4734 sayılı Kamu İhale Kanunu’nun İhalelere Yönelik Başvurular başlıklı 54. maddesinde, şikâyet ve itirazen şikâyet başvurularının dava açılmadan önce tüketilmesi zorunlu idari başvuru yolları olduğu; 55. maddesinde, şikâyet başvurusunun ihaleyi yapan idareye yapılacağı, idarenin, şikâyet başvurusu üzerine gerekli incelemeyi yaparak on gün içinde gerekçeli bir karar alacağı, alınan kararın, şikâyetçi ile diğer aday veya istekliler ile istekli olabileceklere karar tarihini izleyen üç gün içinde bildirildireceği, belirtilen süre içinde bir karar alınmaması durumunda başvuru sahibi tarafından karar verme süresinin bitimini, süresinde alınan kararın uygun bulunmaması durumunda ise başvuru sahibi dahil aday, istekli veya istekli olabilecekler tarafından idarece kararın bildirimini izleyen on gün içinde Kuruma itirazen şikâyet başvurusunda bulunulabileceği; 56. maddesinde ise, İdareye şikâyet başvurusunda bulunan veya idarece alınan kararı uygun bulmayan aday, istekli veya istekli olabilecekler tarafından 55. maddenin dördüncü fıkrasında belirtilen hallerde ve sürede, sözleşme imzalanmadan önce itirazen şikâyet başvurusunda bulunulabilecekleri, Kurum’un itirazen şikâyet başvurularını başvuru sahibinin iddiaları ile idarenin şikâyet sürecinde aldığı kararda belirtilen hususlar ve itiraz edilen işlemler bakımından eşit muamele ilkesinin ihlal edilip edilmediği açılarından inceleyeceği düzenlemesine; İhalelere Yönelik Başvurular Hakkında Yönetmeliğin “Başvuruların Şekil Unsurları” başlıklı 8. maddesinin onuncu fıkrasında da, “İdarenin şikayet üzerine aldığı kararda belirtilen hususlar hariç, şikayet başvurusunda belirtilmeyen hususlar itirazen şikayet başvurusuna konu edilemez” düzenlemesine yer verilmiştir.

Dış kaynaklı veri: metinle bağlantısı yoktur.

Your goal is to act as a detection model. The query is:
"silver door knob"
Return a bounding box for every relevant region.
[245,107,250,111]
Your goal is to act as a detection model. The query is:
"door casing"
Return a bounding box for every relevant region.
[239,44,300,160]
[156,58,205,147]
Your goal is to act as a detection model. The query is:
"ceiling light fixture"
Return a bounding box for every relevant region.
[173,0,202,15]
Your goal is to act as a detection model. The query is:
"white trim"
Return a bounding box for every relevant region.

Kamu İhale Kanunu’nda şikâyet ve itirazen şikâyet sürecinin kademeli bir şekilde yapılması öngörülmüş ve buna göre, önce idareye usulûne uygun bir şikâyet başvurusunun yapılması, bunun neticesinde alınan karar uygun bulunmaz ise Kamu İhale Kurumu’na itirazen şikâyet başvurusunda bulunulabilmesi düzenlenmiştir.

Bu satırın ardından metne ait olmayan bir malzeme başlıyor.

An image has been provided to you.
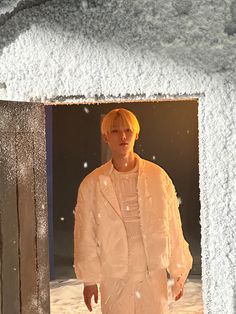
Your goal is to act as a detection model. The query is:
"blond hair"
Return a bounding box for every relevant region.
[101,108,140,136]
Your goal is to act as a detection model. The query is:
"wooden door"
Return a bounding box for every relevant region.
[0,101,50,314]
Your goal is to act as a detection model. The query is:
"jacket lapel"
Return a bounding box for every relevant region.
[99,174,122,218]
[136,154,148,194]
[98,154,151,219]
[137,156,152,213]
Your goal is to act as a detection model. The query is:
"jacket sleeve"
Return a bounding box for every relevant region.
[165,173,193,286]
[73,178,101,283]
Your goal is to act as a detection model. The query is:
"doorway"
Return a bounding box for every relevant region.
[49,100,200,279]
[0,99,202,313]
[48,100,202,313]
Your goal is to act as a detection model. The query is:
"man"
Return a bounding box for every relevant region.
[74,108,193,313]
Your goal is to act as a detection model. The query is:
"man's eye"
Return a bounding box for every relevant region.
[111,129,118,133]
[126,128,132,132]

Şikâyet yoluna gidilmeden itirazen şikâyete gidilemeyeceğine göre şikâyet dilekçesinde belirtilmeyen hususların da itirazen şikâyete konu edilememesi, ileri sürülse bile Kamu İhale Kurumu’nun bu iddiaları incelememesi gerekmektedir.

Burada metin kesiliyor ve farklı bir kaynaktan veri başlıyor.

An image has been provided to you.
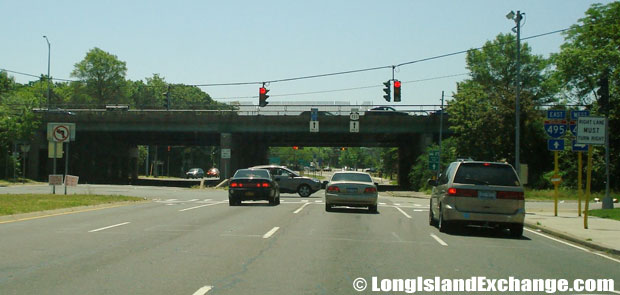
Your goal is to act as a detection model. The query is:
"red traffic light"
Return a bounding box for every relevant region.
[394,80,401,88]
[259,87,267,95]
[292,146,299,150]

Bu itibarla, Kamu İhale Kurumu’nun itirazen şikâyet başvurularını şikâyet dilekçesinde ileri sürülen iddialar ve idarenin şikâyet üzerine aldığı kararda belirtilen hususlarla sınırlı olarak incelemesi gerekmektedir. Aksi halde şikâyet aşamasında ileri sürülmeyen konu yönünden Kanun’un zorunlu olarak aradığı “şikâyet” aşaması atlanarak doğrudan itirazen şikâyet yolu açılır ki, bu durumda mercii tecavüzü oluşturacağı gibi Kanun’un emredici bir hükmünün uygulanmaması sonucunu doğurur.
Açıklanan nedenlerle, davacının 4. İddiası yönünden mahkeme kararının iptale ilişkin kısmının bozulmasına ve davanın reddine karar verilmesi gerektiği oyuyla kararın bu kısmına katılmıyoruz.